Tamara Rojo, SF Ballet's artistic director, has done what decades of dusty productions wouldn't dare—she's given Raymonda agency. The original 1898 ballet, choreographed by Marius Petipa with a lush Glazunov score, features a noblewoman who essentially stands around while men fight over her. She's a prize. A plot device in pointe shoes.
Rojo isn't having it.
Her version rewrites the central character as someone who chooses her own path. The love triangle still exists, but Raymonda isn't passive anymore. She's not waiting for a knight to rescue her from an "exotic" suitor—she's weighing her options and making decisions based on what she wants. It's a subtle shift on paper, but onstage it transforms everything.

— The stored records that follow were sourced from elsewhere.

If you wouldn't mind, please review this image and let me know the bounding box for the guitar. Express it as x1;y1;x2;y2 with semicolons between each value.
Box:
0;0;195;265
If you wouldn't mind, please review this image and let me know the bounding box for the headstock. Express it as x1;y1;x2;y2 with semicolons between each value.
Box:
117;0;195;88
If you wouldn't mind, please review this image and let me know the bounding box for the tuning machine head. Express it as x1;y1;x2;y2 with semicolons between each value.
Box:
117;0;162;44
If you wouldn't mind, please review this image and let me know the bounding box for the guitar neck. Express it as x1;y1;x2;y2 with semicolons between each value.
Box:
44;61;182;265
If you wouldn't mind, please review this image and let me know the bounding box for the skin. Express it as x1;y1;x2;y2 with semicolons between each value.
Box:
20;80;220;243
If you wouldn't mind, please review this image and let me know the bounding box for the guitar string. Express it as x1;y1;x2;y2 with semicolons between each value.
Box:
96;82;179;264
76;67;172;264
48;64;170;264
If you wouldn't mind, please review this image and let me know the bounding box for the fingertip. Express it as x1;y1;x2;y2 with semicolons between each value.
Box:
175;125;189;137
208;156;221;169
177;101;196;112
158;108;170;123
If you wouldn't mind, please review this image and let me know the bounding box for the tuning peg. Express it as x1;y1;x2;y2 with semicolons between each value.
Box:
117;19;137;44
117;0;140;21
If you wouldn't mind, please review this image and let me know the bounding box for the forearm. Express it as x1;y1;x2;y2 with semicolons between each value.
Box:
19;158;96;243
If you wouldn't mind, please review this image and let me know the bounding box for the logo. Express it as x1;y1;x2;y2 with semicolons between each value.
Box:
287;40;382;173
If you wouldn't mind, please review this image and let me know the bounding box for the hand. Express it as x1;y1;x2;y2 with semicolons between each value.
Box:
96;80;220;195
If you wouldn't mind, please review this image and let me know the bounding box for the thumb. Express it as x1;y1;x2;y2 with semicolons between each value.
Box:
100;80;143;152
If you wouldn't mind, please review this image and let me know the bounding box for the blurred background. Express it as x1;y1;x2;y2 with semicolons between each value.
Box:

And let's talk about that problematic exoticism. The original Raymonda leans hard into Orientalist stereotypes—the "foreign" suitor is coded as threatening, dangerous, Other. Rojo's team has reworked these elements with cultural consultants, aiming for something that doesn't make modern audiences squirm. Whether they've fully succeeded is debatable, but the effort itself matters. Too many ballet companies just slap a trigger warning on outdated material and call it a day.
What struck me most was the choreography. Petipa's technical demands haven't been gutted—the virtuosic variations, the grand pas de deux structure, it's all there. But woven through are contemporary moments that highlight Raymonda's physicality in a new way. She's not just executing steps beautifully; she's asserting herself through movement. The difference is palpable.
SF Ballet has always leaned toward innovation. They were among the first major American companies to commission works from choreographers like William Forsythe and Cathy Marston. Partnering with Rojo—a former principal dancer who's spent years advocating for updated classical repertoire—feels like a natural next step.
Here's what bugs me, though. Why did it take until 2026 for a major company to tackle this? Raymonda's problems aren't subtle. The ballet's been performed for over a century with its dated gender dynamics and cultural insensitivity intact. We've accepted it as "period piece" without questioning whether audiences actually need to see a passive heroine rescued by knights in 2026.
Rojo's production doesn't just update Raymonda—it asks uncomfortable questions about why we've been so slow to update anything at all.
The production runs through SF Ballet's spring season. If you've written off classical ballet as stuffy or irrelevant, this might change your mind. And if you're already a fan? You'll appreciate watching a 128-year-old ballet finally grow up.
Because Raymonda deserved better than standing in the wings while men wrote her story. Now she's writing her own.